I haven’t always been the most patient and understanding teacher. Students know me for my passion for math and teaching, but early in my career I was probably equally known for my rigidity about things like punctuality. It was well-intentioned, as manifestations of high expectations often are, but it was also informed by a teacher’s desire to keep things under control.

I’m probably as well known now for being flexible as I was early on about being rigid. Age and experience have made me much more patient and understanding as a teacher. And having children of my own has certainly accelerated my acceptance that there are things I simply have to adapt to.

This change has helped prepare me for teaching during the pandemic.

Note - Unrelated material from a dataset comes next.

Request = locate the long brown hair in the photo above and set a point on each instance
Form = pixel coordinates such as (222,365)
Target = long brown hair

With so much out of our control, we all have to approach what we do with tremendous patience and understanding for each other. I’ve been doing my best, but this week it was my students who led the way.

Now that we are once again fully remote, I’m working from home and facing yet another round of fresh challenges. An over-extended wifi has made videoconferencing a crapshoot: I was kicked out of my class several times this week, which meant interruptions in instruction and extra work for us all.

Despite my struggles, students have continued to make things easy for me. They’ve waited around for me to log back in to class; they’ve watched the impromptu videos I’ve made to replace the missing instruction; they’ve completed the asynchronous assignments meant to make up for the lost time. They have been incredibly patient and understanding with me. I’d like to think they’ve been following my example, but in thinking back on it, it’s more likely that I’ve been following theirs all along.